The Portfolio

Creative Event Solutions

Wideyed Cabaret

July 2009, TransAlta Arts Barns

Curated by Catch the Keys Productions, the Wideyed Cabaret was an under-the-gun approach to raw creation, showcasing the spontaneous celebration of dance, music, art, theatre, life and fun! Inspired by Vancouver’s The Tomorrow Collective Brief Encounters, The Wideyed Cabaret paired passionate professionals and daring performance artists to produce a celebration of the awesome, the bizarre, the entertaining and the beautiful together in one explosive multi-disciplinary encounter.

Big Rock Eddies

June 2009, TransAlta Arts Barns

Catch the Keys was proud to provide a gaggle of preposterous paparazzi for the Big Rock Eddies in Edmonton on June 8. “Are the rumours true? Who are you wearing tonight? OMG - it’s him!”

Special thanks to performers Ryland Alexander, Kristi Hansen, Mary Hulbert and Darren Paul, Cracked Pepper Events and Fringe Theatre Adventures.

Spark a Revolution

March 2009, TransAlta Arts Barns

A spark. A flame. A fire.

Fuel the Revolution! Edmonton’s emerging arts community provided a high-energy evening of non-stop entertainment. A fundraising event showcasing original entertainment by more than 100 members of Edmonton’s daring emerging artist community, proceeds from Spark a Revolution support Fringe Theatre Adventures’ Edmonton International Fringe Festival.

NextFest NiteClubs

The ARTery, June 2008 & 2009

Curated by Catch the Keys Productions, the NextFest NiteClubs are a series of late-night, multi-disciplinary performance parties. Each NiteClub has a completely distinct flavour so you’ll never experience the same thing twice. This past two years, the NiteClubs have taken place at Edmonton’s sexiest downtown location, theARTery (9535 Jasper Avenue), where you’ll be entertained and entertaining as you mix, mingle and absorb the atmosphere and art.


Stage Works

The Kitchen Sink Project

2010

In our every day, women play a variety of different roles: we are sister, mother, daughter, grandmother, career woman, caregiver, lover, wife, friend, enemy; the expectations tied to each role define us, make us stronger, build us up, tear us down, bring us home.

In response to kitchen sink realism – a cultural movement born of the 1960’s depicting social realism often focusing on working class men – The Kitchen Sink Project will be a collection of stories inspired by real women.

Due to find the stage in 2010.

Art on Art

NextFest, June 2008 & Indie5, May 2009

An image captures the beauty of dark and light and a song leaps from canvas to lips. Invoking an electrometric backslide of bursting notes, trance beats are translated into linguistic feats. Image begets inspiration, inspiration begets music, music begets story, story begets movement – and so continues the revolution of creative process. This is an experiment.

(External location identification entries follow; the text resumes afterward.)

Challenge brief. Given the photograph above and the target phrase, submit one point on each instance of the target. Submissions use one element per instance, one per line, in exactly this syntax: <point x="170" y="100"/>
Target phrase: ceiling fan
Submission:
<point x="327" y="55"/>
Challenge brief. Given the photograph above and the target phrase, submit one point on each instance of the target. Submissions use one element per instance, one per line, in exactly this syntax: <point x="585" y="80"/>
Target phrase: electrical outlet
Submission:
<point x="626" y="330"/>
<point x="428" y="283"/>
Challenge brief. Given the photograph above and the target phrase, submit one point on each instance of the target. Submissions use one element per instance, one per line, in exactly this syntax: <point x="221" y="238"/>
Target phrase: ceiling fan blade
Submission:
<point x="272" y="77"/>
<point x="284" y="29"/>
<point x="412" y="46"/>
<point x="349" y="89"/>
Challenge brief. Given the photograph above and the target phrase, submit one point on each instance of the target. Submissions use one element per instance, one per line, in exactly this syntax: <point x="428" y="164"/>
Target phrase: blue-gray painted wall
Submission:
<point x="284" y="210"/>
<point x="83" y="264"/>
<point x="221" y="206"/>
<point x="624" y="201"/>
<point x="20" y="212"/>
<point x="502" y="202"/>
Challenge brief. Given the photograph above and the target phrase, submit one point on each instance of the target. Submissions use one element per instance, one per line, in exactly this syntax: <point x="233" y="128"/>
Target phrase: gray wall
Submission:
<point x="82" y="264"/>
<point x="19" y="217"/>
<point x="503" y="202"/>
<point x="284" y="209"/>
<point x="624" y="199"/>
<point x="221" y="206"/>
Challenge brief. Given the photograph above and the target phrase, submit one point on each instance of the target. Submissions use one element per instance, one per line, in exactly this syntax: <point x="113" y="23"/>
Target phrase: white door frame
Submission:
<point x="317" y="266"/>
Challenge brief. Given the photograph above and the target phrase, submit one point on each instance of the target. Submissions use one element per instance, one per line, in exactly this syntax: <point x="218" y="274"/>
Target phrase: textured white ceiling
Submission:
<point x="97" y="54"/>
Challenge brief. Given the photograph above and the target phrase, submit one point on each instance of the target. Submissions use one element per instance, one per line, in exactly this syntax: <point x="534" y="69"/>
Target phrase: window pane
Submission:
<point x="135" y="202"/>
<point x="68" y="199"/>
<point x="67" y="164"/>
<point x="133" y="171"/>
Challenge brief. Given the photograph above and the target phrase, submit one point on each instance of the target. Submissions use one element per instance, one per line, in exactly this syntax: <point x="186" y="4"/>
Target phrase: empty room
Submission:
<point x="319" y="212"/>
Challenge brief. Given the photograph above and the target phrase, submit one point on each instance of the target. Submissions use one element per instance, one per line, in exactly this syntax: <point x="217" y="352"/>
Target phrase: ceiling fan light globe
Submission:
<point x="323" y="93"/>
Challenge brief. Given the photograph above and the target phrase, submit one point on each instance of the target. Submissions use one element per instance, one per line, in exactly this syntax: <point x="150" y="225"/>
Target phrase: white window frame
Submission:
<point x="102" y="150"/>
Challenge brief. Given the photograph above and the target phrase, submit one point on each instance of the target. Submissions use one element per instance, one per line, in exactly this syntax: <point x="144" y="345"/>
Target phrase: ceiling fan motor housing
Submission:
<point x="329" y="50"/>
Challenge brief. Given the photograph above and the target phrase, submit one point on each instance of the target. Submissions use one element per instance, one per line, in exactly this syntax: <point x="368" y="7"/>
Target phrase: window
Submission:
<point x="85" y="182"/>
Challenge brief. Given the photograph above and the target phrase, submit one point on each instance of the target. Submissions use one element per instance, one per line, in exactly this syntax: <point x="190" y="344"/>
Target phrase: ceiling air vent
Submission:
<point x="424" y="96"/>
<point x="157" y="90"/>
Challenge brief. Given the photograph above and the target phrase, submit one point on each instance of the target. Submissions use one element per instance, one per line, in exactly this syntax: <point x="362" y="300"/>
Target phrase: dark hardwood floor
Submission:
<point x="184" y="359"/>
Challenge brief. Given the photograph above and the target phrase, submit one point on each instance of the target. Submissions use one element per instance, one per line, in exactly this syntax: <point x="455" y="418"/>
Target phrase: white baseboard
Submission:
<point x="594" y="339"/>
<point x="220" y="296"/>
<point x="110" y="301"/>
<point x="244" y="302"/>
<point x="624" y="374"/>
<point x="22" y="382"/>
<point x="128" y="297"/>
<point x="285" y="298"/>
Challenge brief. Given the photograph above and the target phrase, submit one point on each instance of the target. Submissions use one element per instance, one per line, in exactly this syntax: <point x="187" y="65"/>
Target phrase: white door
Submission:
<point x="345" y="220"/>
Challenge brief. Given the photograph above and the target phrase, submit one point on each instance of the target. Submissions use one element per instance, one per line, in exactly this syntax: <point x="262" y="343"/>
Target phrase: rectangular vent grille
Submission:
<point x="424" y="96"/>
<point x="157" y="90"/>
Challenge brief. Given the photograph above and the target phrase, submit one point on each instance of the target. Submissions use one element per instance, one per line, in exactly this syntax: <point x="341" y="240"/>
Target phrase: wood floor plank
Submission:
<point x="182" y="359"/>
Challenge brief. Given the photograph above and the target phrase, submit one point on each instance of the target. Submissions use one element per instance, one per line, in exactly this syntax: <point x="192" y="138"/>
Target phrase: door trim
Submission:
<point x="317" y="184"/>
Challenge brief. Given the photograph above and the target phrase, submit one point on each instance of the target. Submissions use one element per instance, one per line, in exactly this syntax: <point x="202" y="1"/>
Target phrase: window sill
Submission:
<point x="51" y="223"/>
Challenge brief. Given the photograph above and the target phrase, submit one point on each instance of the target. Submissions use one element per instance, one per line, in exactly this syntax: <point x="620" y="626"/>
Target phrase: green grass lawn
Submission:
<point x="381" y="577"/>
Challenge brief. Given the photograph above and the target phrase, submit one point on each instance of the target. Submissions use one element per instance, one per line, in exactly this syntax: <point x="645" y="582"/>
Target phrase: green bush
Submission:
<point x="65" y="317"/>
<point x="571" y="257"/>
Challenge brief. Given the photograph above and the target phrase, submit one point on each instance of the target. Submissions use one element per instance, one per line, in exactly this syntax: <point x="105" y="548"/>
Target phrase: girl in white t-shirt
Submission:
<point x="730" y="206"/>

A series of commissioned thematic photos taken by Vancouver’s Sheena Caddick were provided to musician Andrew Smith of the electric arc, who created a musical score inspired by the story of the photos. The music was then given to Catch the Keys Productions Resident Playwright Megan Dart. Having not seen the photos, Megan wrote a script. The script, as directed by Artistic Director Beth Dart and brought to life by the collaborative acting talents of Stuart Hoye, Nicole Marie Schafenacker, and Nikolai Witschl yields a beautifully lyrical movement piece which explores the improbable logic of romantic love.

Dead Centre of Town

Various Locations, annually in October

Dead Centre of Town is an annual interactive Halloween experience that digs up and dances with the dusty bones of the sadly forgotten history of downtown Edmonton.  Stay tuned for upcoming show details.

The Revolution

University of Alberta, January 2007

Part of an experimental thesis project, The Revolution was catapulted by a supportive collective of people dedicated to one cause and one movement. Through an intricate network of interconnected creative strengths, The Revolution showcased the might of the creative cooperative through the culmination of the visual, the audio, the heart, the experience.

Exploring simultaneous creation of live art, The Revolution was an intensification of dependent artistic modes through creative change: the birth of spontaneous theatre and art and music.